24/07/2015

Trouver un bâtiment / Forcer la porte / S’incruster

Le guide du squatteur illustré

Par Matthieu Bidan ,
Par Helkarava

Du repérage d’un immeuble vide à son ouverture au pied-de-biche, des squatteurs parisiens donnent leurs trucs et astuces. Prêt pour une balade nocturne à 4 heures du matin ?

Les trois tables, attachées à l’arrache avec une chambre à air, manquent de se renverser à chaque virage. Il faut dire que la vieille camionnette immatriculée en Bretagne n’est pas des plus stables. À l’intérieur, une petite dizaine de squatteurs, en route pour « l’ouverture » d’un nouveau bâtiment. Il est 3h30, l’heure à laquelle les fêtards sont rentrés et les travailleurs pas encore levés. L’occasion rêvée pour Etienne, Juliette, Jean ou Anna (1) d’investir un nouvel immeuble inoccupé du 19e arrondissement qu’ils ont repéré au préalable.

Sur le chemin, une canette de bière passe de main en main. « Tu peux mettre ton portable en silencieux ? Et baisser la luminosité ? » Ambiance commando, version roots. Jean, un trentenaire en jogging à l’accent créole, s’allume un joint qui illumine le visage des squatteurs, posés à l’arrière de la camionnette sur un tas de meubles. Ce soir, il faudra faire vite pour ne pas se faire repérer. Chacun a son paquetage : dans les grands sacs à dos entassés au sol, tout le nécessaire pour vivre en vase clos avec des bouteilles d’eau, du papier toilette et de la bouffe …

A l’intérieur du bâtiment qu’ils veulent squatter, Thomas et Sam (1), deux autres membres du collectif, sont déjà en « sous-marin ». Depuis deux jours, ils vivent dans le noir complet, avec interdiction de sortir pour ne pas éveiller les soupçons. Assise au fond du fourgon qui fend la nuit parisienne, c’est Anna, une grande blonde souriante qui fait la liaison avec eux, scotchée à son portable. Devant le bâtiment, deux autres membres de l’escadron font le guet sur un scooter. Le téléphone d’Anna vibre. C’est Thomas. Tout le monde se tait. « Il dit qu’une alarme a sonné », balance Anna, dépitée, alors que l’éclaireur a déjà raccroché. Bientôt, alors que le groupe arrive à deux pas des lieux, le portable s’allume à nouveau. Ce sont les guetteurs : « Les flics sont là, ils sont rentrés. »

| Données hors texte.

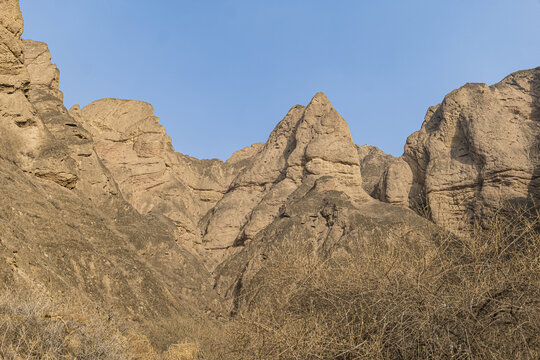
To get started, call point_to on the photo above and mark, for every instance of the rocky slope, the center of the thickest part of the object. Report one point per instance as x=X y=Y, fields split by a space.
x=476 y=151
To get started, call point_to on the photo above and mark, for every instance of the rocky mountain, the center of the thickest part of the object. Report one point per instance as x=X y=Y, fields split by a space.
x=476 y=151
x=96 y=203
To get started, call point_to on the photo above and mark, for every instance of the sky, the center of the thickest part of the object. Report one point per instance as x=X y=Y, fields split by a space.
x=222 y=73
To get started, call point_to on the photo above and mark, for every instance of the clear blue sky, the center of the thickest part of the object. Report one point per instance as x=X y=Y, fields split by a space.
x=222 y=73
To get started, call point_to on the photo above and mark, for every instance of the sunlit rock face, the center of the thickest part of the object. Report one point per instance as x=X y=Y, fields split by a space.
x=309 y=143
x=476 y=151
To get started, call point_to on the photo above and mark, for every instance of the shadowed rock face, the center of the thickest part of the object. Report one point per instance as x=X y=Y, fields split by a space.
x=309 y=143
x=475 y=152
x=63 y=224
x=96 y=203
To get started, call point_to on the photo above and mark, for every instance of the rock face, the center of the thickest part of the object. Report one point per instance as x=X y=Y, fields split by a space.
x=325 y=224
x=476 y=151
x=309 y=143
x=64 y=225
x=150 y=175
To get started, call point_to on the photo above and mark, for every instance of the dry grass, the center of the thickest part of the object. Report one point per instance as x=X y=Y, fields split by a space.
x=33 y=326
x=476 y=297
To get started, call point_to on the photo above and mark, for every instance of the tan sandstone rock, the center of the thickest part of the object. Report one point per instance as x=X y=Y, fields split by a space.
x=475 y=152
x=135 y=148
x=309 y=143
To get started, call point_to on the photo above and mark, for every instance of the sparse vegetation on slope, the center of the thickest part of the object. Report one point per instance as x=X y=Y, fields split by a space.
x=472 y=298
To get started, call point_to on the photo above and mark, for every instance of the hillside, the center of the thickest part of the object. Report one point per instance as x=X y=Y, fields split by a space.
x=307 y=246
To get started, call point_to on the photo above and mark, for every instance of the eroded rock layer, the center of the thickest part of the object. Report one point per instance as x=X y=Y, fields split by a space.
x=476 y=152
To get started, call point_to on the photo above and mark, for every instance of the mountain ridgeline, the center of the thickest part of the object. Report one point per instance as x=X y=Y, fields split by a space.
x=96 y=204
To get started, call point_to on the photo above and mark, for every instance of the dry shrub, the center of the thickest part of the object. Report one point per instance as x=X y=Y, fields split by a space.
x=32 y=327
x=475 y=297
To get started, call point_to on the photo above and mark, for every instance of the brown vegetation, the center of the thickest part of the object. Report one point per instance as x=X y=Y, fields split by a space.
x=477 y=297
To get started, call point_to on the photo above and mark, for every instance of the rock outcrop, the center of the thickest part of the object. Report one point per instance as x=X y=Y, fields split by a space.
x=152 y=177
x=64 y=226
x=309 y=143
x=97 y=204
x=475 y=152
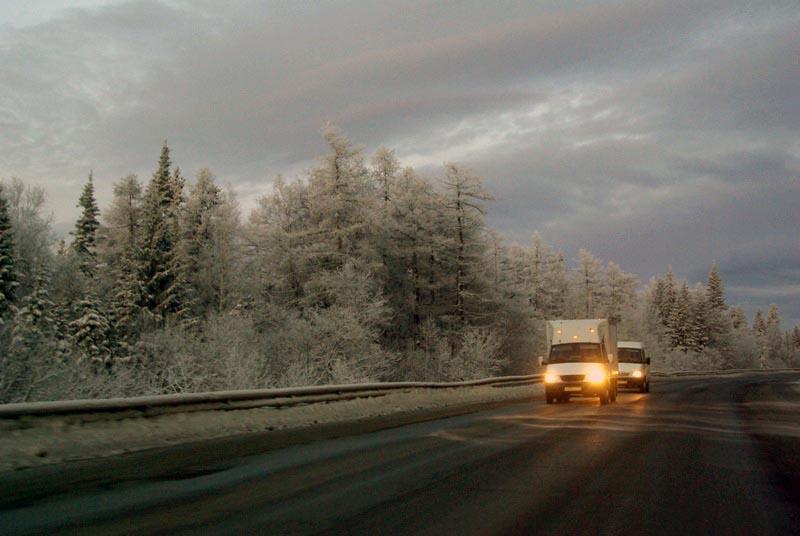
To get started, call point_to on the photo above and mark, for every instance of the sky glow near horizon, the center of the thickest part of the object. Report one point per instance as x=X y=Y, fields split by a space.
x=650 y=133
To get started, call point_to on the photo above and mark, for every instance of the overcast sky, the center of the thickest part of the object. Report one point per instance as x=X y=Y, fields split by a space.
x=651 y=133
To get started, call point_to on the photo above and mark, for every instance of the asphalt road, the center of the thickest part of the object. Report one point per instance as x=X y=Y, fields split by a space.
x=694 y=456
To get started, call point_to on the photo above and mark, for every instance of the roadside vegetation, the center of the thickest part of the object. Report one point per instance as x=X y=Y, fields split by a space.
x=360 y=270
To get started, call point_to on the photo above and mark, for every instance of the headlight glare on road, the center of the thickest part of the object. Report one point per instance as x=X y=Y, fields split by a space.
x=550 y=377
x=596 y=375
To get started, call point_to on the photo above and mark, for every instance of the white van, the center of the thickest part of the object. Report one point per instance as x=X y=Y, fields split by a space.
x=581 y=360
x=634 y=366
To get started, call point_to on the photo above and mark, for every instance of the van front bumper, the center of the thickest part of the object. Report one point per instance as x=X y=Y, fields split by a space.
x=573 y=388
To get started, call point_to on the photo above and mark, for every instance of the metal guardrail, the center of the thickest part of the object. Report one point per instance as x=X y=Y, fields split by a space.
x=277 y=398
x=724 y=372
x=220 y=400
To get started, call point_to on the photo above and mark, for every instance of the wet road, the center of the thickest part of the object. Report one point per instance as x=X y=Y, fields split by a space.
x=699 y=455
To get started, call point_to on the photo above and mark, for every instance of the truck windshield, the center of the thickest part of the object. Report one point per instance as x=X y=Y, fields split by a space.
x=576 y=353
x=630 y=355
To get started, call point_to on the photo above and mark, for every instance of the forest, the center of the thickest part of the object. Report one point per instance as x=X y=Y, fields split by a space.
x=358 y=270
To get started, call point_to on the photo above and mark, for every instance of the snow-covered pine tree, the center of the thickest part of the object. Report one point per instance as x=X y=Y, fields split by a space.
x=738 y=318
x=679 y=318
x=166 y=294
x=714 y=290
x=759 y=323
x=410 y=229
x=385 y=168
x=85 y=232
x=89 y=333
x=618 y=290
x=587 y=285
x=339 y=204
x=211 y=221
x=697 y=321
x=34 y=324
x=668 y=298
x=463 y=199
x=776 y=355
x=8 y=270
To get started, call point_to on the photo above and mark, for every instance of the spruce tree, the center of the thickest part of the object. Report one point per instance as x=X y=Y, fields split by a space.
x=165 y=291
x=738 y=318
x=759 y=324
x=89 y=333
x=8 y=273
x=668 y=297
x=34 y=324
x=679 y=318
x=86 y=230
x=714 y=291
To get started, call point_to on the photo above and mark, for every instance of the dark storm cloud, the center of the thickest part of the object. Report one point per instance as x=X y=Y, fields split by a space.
x=652 y=133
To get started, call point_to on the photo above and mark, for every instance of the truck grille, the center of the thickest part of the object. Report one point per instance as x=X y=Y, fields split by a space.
x=572 y=377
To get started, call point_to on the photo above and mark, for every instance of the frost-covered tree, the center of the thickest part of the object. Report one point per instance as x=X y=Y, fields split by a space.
x=776 y=354
x=122 y=222
x=89 y=333
x=211 y=222
x=714 y=289
x=33 y=237
x=587 y=285
x=166 y=294
x=678 y=327
x=697 y=328
x=618 y=291
x=464 y=196
x=85 y=233
x=338 y=203
x=8 y=269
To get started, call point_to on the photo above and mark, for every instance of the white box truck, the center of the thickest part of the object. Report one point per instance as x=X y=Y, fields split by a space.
x=634 y=366
x=581 y=360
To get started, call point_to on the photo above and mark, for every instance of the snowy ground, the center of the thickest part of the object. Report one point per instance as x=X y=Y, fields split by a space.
x=45 y=440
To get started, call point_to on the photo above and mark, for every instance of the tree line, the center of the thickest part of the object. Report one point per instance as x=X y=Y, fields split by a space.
x=360 y=270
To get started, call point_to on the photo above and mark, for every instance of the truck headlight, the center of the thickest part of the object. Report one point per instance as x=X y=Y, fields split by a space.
x=596 y=375
x=551 y=377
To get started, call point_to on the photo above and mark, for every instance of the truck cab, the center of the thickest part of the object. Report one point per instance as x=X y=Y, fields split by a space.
x=634 y=366
x=581 y=360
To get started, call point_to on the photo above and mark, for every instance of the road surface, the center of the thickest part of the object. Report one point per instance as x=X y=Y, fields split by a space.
x=694 y=456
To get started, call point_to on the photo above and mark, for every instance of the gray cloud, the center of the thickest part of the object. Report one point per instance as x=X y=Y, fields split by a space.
x=652 y=133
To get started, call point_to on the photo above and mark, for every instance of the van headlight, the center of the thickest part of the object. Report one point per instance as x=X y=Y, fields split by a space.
x=551 y=377
x=596 y=375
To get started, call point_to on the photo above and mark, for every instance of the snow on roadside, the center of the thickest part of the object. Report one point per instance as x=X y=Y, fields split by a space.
x=47 y=440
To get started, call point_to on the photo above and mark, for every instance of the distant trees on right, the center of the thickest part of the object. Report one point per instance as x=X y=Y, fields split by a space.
x=695 y=328
x=358 y=270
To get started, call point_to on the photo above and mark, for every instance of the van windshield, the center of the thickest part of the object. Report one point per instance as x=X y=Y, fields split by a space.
x=576 y=353
x=630 y=355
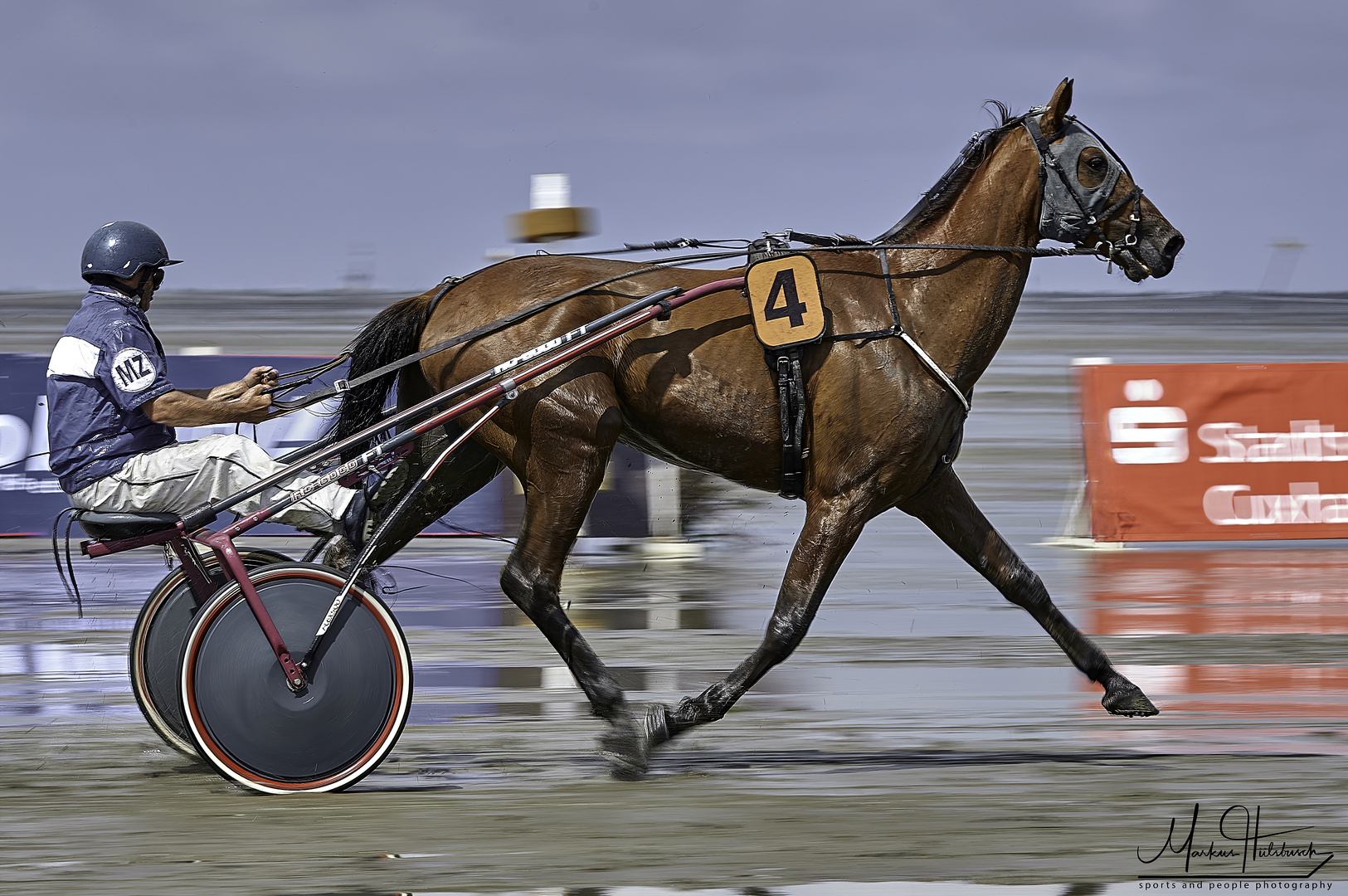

Cette fois, plus personne ne se marre. Thomas a réussi à s’échapper par une porte dérobée. Sam, lui, a été pris par la police. Il a prétexté être SDF et chercher un lieu pour la nuit. Les keufs l’ont laissé repartir. Les squatteurs ont l’habitude. Le week-end prochain, ils recommenceront ailleurs.

1 Trouver un bâtiment vide

Les nuits, les membres de ce collectif, occupant un bâtiment de l’Est parisien, se baladent dans Paris à la recherche d’un bâtiment vide. Sur des grandes cartes imprimées sur internet, ils marquent les parcelles qu’ils ont dans le viseur. « C’est l’étape la plus longue. On a quadrillé tout Paris pour faire des repérages », explique Anna, dans l’entrée de l’ancienne maternité qu’ils occupent depuis un an. « Avec le ramadan, c’est plus compliqué, il y a du monde dehors. On doit attendre tard. »

C’est dans la rue que se font les recherches. Avec l’expérience, les squatteurs ont l’œil aiguisé. « Quand je ne squattais pas, je passais devant des bâtiments vides tous les jours sans même le voir. » Aujourd’hui, Etienne, l’un des leaders du groupe, ancien de Jeudi Noir, ne peut pas s’empêcher de mater les immeubles quand il se promène. « Le premier indice, c’est la saleté, l’état d’abandon, la propreté des vitres. On passe plusieurs fois devant les bâtiments pour voir si les lumières changent, s’il y a des plantes au balcon, si la boîte aux lettres est pleine. » Des collectifs utilisent des témoins, un petit bout de scotch sur une porte ou même un tas de poussière soigneusement installé sur le palier.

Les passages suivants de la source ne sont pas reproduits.